The recordings were analyzed using two methods: computer-based feature recognition, also known as 'computer listening,' and traditional 'composer listening.' While the workings of computer listening can become quite technical, simply put, we either instruct the computer to listen for specific information in the space, spectrum, or temporal domain, or we ask it to ‘learn’ about the sound through machine learning and neural networks. In contrast, composers traditionally follow an autoethnographic approach to their sound—that is, a process guided by listening and decision-making based on experiential self-reflection. When considering ecological theory and working with extended recordings, we are limited by the ear’s and body’s variable awareness. After an hour or more of listening, a decision I make one day may not be the same as if I carried out the same procedure another day. This implies that the autoethnographic approach is prone to failure. With computer listening, we can achieve greater consistency. However, this, in turn, may come at the expense of potentially interesting details that the computer ignores. Combining both methods can result in a balanced outcome, revealing both one-off features and main archetypes, and is explained in more detail in “New Directions in Soundscape-based Sound-Art” referenced above.
Inspired by how the IKO loudspeaker creates sound images by reflecting beams of sound off the surrounding surfaces, I wanted to make a similar technology that was cheaper and more portable.

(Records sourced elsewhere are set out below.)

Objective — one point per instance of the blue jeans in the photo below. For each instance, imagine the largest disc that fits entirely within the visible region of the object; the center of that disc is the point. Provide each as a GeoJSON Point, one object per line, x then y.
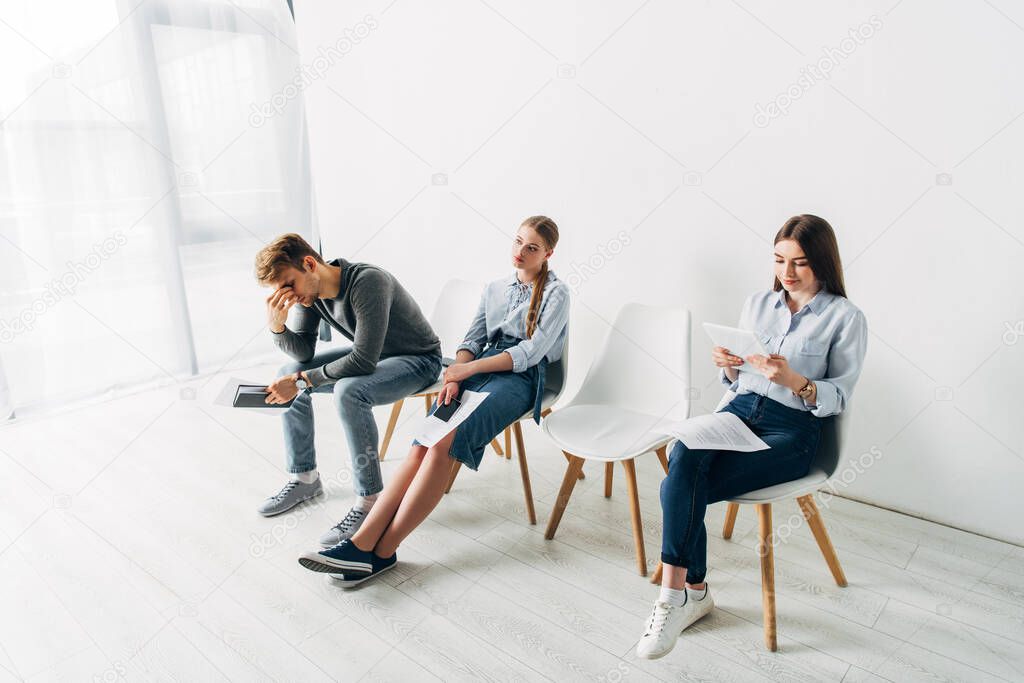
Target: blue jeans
{"type": "Point", "coordinates": [698, 477]}
{"type": "Point", "coordinates": [354, 397]}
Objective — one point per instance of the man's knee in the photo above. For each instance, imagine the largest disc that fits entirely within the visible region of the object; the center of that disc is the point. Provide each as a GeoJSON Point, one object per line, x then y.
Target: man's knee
{"type": "Point", "coordinates": [685, 463]}
{"type": "Point", "coordinates": [350, 395]}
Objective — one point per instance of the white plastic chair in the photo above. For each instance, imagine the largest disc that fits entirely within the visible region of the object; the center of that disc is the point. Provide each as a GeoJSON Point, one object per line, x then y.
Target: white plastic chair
{"type": "Point", "coordinates": [554, 385]}
{"type": "Point", "coordinates": [453, 315]}
{"type": "Point", "coordinates": [834, 437]}
{"type": "Point", "coordinates": [640, 378]}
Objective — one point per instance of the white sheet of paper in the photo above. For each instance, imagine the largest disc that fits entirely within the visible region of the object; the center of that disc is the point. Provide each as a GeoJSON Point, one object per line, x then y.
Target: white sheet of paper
{"type": "Point", "coordinates": [718, 431]}
{"type": "Point", "coordinates": [226, 397]}
{"type": "Point", "coordinates": [433, 430]}
{"type": "Point", "coordinates": [739, 342]}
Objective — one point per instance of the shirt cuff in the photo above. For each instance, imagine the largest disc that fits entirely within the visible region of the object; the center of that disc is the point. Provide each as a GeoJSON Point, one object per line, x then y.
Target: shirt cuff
{"type": "Point", "coordinates": [827, 399]}
{"type": "Point", "coordinates": [316, 376]}
{"type": "Point", "coordinates": [472, 347]}
{"type": "Point", "coordinates": [518, 358]}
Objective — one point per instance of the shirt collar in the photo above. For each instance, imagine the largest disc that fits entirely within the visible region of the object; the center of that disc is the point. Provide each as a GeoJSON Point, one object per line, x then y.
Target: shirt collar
{"type": "Point", "coordinates": [816, 304]}
{"type": "Point", "coordinates": [513, 281]}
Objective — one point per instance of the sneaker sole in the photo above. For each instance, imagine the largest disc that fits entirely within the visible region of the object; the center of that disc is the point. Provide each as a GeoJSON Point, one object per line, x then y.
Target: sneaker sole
{"type": "Point", "coordinates": [340, 580]}
{"type": "Point", "coordinates": [681, 631]}
{"type": "Point", "coordinates": [274, 513]}
{"type": "Point", "coordinates": [328, 565]}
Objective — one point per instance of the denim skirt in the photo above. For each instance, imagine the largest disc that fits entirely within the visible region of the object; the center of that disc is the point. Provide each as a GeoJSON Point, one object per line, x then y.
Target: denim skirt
{"type": "Point", "coordinates": [511, 396]}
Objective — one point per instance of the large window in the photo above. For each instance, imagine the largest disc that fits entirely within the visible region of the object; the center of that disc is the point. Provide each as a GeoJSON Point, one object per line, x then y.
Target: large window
{"type": "Point", "coordinates": [140, 170]}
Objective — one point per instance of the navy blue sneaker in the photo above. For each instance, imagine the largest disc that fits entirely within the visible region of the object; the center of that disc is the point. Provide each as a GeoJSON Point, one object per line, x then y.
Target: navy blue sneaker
{"type": "Point", "coordinates": [380, 565]}
{"type": "Point", "coordinates": [344, 557]}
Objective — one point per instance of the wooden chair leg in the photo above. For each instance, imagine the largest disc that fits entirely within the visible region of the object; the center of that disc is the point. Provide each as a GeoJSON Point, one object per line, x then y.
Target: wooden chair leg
{"type": "Point", "coordinates": [631, 487]}
{"type": "Point", "coordinates": [767, 554]}
{"type": "Point", "coordinates": [456, 466]}
{"type": "Point", "coordinates": [664, 458]}
{"type": "Point", "coordinates": [568, 483]}
{"type": "Point", "coordinates": [527, 489]}
{"type": "Point", "coordinates": [568, 458]}
{"type": "Point", "coordinates": [730, 520]}
{"type": "Point", "coordinates": [813, 517]}
{"type": "Point", "coordinates": [391, 422]}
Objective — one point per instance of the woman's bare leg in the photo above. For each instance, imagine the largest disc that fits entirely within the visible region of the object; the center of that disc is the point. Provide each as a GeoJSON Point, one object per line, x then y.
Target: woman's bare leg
{"type": "Point", "coordinates": [387, 503]}
{"type": "Point", "coordinates": [423, 496]}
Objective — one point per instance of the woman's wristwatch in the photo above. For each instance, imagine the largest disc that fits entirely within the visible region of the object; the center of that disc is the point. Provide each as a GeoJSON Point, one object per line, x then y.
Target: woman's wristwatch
{"type": "Point", "coordinates": [806, 391]}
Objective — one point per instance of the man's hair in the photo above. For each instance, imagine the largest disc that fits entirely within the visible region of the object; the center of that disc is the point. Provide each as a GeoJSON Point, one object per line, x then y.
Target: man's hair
{"type": "Point", "coordinates": [288, 250]}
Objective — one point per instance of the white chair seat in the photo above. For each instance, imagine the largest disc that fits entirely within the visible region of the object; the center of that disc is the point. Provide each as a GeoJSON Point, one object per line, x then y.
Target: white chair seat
{"type": "Point", "coordinates": [603, 432]}
{"type": "Point", "coordinates": [785, 491]}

Project member Franz Zotter of the IEM (Institute of Electronic Music and Acoustics) had been involved in the invention of the first IKO prototype some years prior (Zotter, Franz, et al. 2017) and in collaboration with Zotter, we designed and prototyped an 8-channel version which we called the 170-loudspeaker. More about this technology can be read in Drack, V. et al. 2020. This speaker was normally used to reveal features of the acoustic fingerprint and played in conjunction with an 8-channel array of small loudspeakers.